Eventually, we moved into our own apartment. We adjusted to our new city life and became involved with PHA Canada’s Northern Alberta Chapter. Fortunately, I was allowed to go back home twice a year for one-week visits, provided I was stable for travel. Life was so good during each visit home; I enjoyed fresh arctic air, frozen snow to walk on, fresh country food, familiar faces, and most of all my grandchildren’s hugs and kisses. I remained stable and, with a new season of blooming purple saxifrages, my husband and I were granted our wish to move back home. The people of Kugluktuk greeted us with open hearts and community members were eager to help me carry groceries, offer me rides, and deliver me freshly caught bounties our berries gathered from the land.

I’ve been back in Kugluktuk for two and a half years now and thankfully have only had to deal with one emergency when my chest IV line came loose. Self-care is a must when your closest PH specialists are two air flights away from your home. Support from my family and community is also essential and helps me emotionally, physically, and spiritually. My door is never locked; friends and family come and go as they please to check in on me.

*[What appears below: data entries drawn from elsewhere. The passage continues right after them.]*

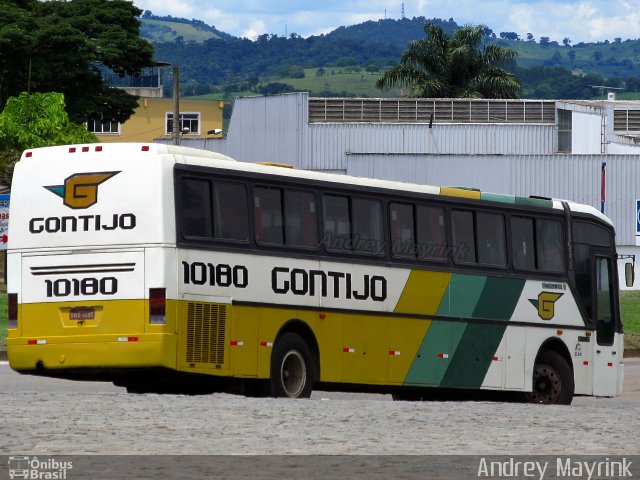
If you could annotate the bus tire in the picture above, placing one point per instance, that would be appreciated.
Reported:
(552, 380)
(292, 370)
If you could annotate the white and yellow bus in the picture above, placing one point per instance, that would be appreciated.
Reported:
(164, 268)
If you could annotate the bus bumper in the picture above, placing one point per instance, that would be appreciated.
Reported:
(92, 352)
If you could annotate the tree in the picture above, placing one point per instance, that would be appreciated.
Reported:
(444, 66)
(38, 120)
(48, 46)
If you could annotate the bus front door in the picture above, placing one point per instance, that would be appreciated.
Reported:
(608, 359)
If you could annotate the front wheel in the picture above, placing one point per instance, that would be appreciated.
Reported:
(292, 371)
(552, 380)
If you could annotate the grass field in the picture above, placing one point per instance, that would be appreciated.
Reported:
(629, 305)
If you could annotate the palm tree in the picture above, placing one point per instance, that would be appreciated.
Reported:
(457, 66)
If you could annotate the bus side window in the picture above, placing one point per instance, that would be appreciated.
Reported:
(267, 209)
(195, 208)
(549, 245)
(490, 234)
(367, 226)
(522, 243)
(402, 230)
(301, 219)
(337, 227)
(432, 244)
(230, 212)
(464, 243)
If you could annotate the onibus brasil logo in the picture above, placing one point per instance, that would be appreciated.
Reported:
(80, 190)
(33, 468)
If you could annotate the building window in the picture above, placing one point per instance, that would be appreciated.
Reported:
(564, 131)
(190, 120)
(103, 127)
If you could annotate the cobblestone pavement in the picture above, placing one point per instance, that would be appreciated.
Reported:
(49, 416)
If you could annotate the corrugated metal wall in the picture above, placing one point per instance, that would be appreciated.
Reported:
(268, 129)
(573, 177)
(330, 142)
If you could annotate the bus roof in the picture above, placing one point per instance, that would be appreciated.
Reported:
(199, 157)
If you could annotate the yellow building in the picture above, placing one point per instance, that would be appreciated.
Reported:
(154, 119)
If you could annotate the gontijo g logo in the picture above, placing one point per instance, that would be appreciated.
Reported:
(80, 190)
(546, 304)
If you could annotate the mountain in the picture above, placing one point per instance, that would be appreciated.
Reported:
(168, 29)
(213, 61)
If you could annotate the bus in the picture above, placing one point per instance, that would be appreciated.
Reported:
(169, 269)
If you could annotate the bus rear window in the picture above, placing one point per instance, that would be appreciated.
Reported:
(213, 210)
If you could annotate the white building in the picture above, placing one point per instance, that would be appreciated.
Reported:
(519, 147)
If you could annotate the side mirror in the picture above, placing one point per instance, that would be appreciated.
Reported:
(629, 274)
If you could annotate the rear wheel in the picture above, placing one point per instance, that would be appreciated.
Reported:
(292, 370)
(552, 380)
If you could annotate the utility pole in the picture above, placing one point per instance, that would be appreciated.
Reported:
(176, 107)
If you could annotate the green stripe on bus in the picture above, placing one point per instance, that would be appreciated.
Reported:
(473, 355)
(534, 202)
(499, 298)
(496, 197)
(462, 296)
(435, 353)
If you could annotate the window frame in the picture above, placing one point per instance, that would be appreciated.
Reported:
(168, 122)
(102, 124)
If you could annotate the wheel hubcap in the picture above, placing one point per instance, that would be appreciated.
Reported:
(546, 385)
(293, 374)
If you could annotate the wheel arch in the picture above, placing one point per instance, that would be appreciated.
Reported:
(556, 345)
(304, 331)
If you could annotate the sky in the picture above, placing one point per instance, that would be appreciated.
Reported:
(580, 21)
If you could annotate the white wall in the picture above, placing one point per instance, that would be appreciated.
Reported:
(585, 133)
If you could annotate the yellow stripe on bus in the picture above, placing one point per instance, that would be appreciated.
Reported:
(423, 292)
(460, 192)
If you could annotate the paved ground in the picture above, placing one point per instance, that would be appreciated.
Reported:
(49, 416)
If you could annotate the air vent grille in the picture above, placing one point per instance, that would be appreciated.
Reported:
(206, 326)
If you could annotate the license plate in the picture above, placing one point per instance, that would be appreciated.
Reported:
(82, 314)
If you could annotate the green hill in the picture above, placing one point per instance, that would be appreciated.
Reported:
(161, 31)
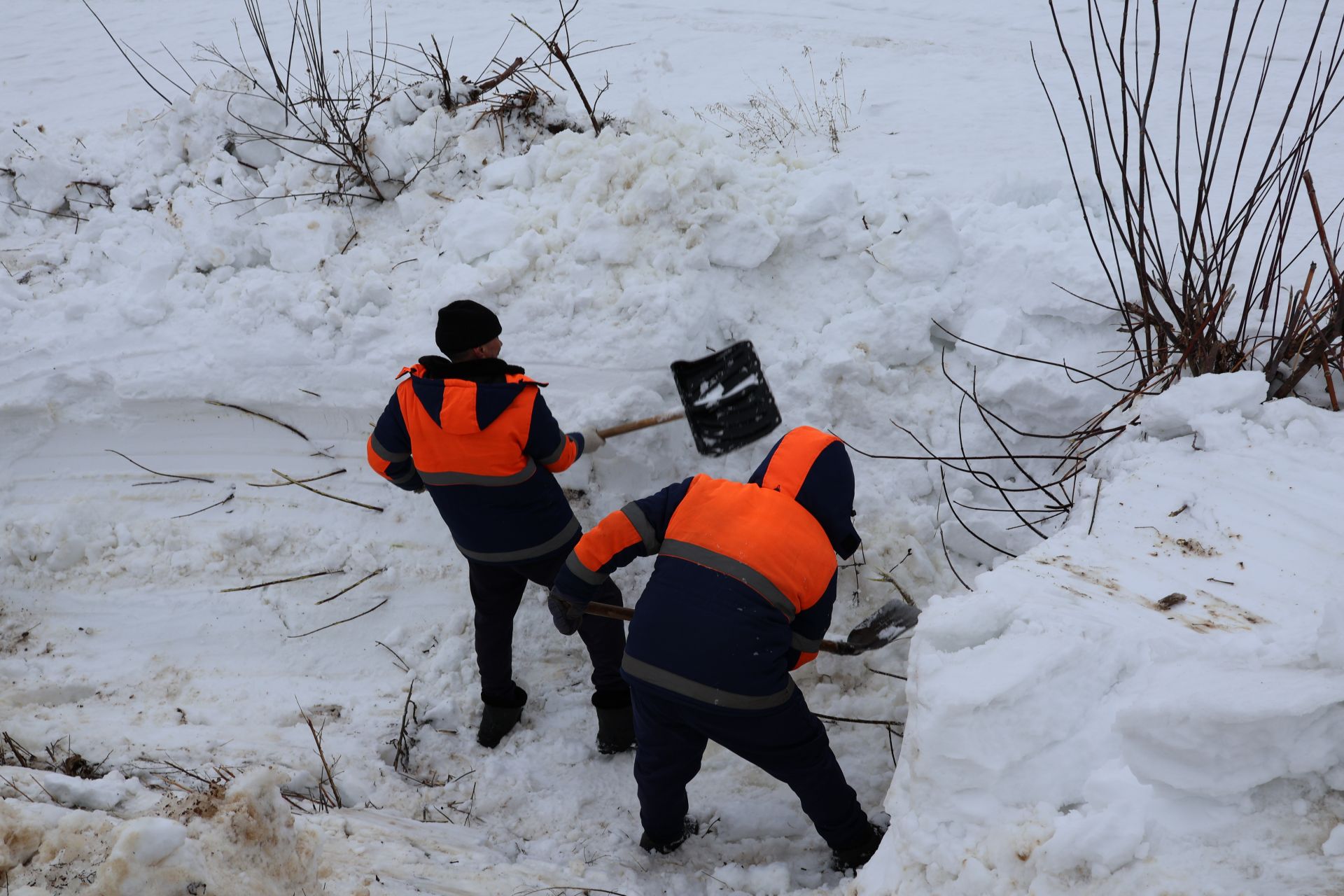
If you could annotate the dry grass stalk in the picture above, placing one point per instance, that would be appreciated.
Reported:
(340, 621)
(204, 508)
(405, 741)
(353, 587)
(265, 416)
(171, 476)
(328, 796)
(298, 578)
(326, 495)
(309, 479)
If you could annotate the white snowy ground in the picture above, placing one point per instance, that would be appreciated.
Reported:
(1189, 752)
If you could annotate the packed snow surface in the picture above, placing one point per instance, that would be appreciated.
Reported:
(1151, 700)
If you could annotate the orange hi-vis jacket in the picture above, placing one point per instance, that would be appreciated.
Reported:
(479, 437)
(745, 580)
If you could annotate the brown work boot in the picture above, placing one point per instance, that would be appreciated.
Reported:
(499, 718)
(615, 722)
(689, 827)
(855, 856)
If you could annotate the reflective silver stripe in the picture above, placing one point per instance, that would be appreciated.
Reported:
(391, 457)
(476, 479)
(635, 514)
(555, 456)
(582, 573)
(705, 694)
(732, 567)
(806, 645)
(526, 554)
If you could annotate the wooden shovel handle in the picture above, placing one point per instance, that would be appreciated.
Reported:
(625, 614)
(638, 425)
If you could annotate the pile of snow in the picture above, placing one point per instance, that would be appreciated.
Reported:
(244, 843)
(1151, 700)
(1147, 700)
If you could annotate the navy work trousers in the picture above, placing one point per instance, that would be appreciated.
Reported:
(787, 742)
(498, 592)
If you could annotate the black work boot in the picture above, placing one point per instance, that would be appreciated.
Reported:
(854, 858)
(499, 716)
(689, 827)
(615, 722)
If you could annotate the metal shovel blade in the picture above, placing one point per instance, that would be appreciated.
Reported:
(727, 402)
(891, 621)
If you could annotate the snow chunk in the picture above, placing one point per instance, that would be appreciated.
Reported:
(825, 198)
(300, 241)
(476, 227)
(741, 241)
(1172, 413)
(1108, 832)
(926, 248)
(1335, 844)
(148, 841)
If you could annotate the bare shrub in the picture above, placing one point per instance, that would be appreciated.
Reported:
(1206, 229)
(774, 118)
(327, 105)
(1202, 194)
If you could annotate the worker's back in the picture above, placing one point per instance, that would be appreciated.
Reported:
(737, 566)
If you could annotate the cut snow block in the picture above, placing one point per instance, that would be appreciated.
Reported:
(476, 227)
(742, 241)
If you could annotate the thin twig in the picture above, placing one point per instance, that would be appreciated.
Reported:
(206, 508)
(171, 476)
(403, 665)
(237, 407)
(321, 755)
(351, 587)
(860, 722)
(128, 58)
(298, 578)
(311, 479)
(326, 495)
(340, 621)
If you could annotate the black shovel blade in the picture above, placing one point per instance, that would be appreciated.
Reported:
(882, 628)
(726, 399)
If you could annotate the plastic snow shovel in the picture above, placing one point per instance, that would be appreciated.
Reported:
(878, 630)
(723, 398)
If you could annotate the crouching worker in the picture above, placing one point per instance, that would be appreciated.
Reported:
(476, 434)
(741, 593)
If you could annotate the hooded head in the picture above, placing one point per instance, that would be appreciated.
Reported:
(813, 469)
(464, 326)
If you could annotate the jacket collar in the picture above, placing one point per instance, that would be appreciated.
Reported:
(484, 370)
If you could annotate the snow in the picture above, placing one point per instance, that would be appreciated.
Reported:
(1149, 700)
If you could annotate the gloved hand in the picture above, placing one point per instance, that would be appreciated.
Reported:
(592, 441)
(566, 615)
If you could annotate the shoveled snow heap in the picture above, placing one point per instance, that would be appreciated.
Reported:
(1151, 706)
(1152, 700)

At the moment, I see my medical team every six weeks through Telehealth and only have to travel to Edmonton for certain tests. However, I know that when I’m ready for transplant, I’ll have to move back to the city to wait for new lungs. Meanwhile I plan on enjoying the beauty of the arctic shoreline and the love of my family. I am happy to be with my community as we fight to thrive as healthy Inuit people in a fast-changing world.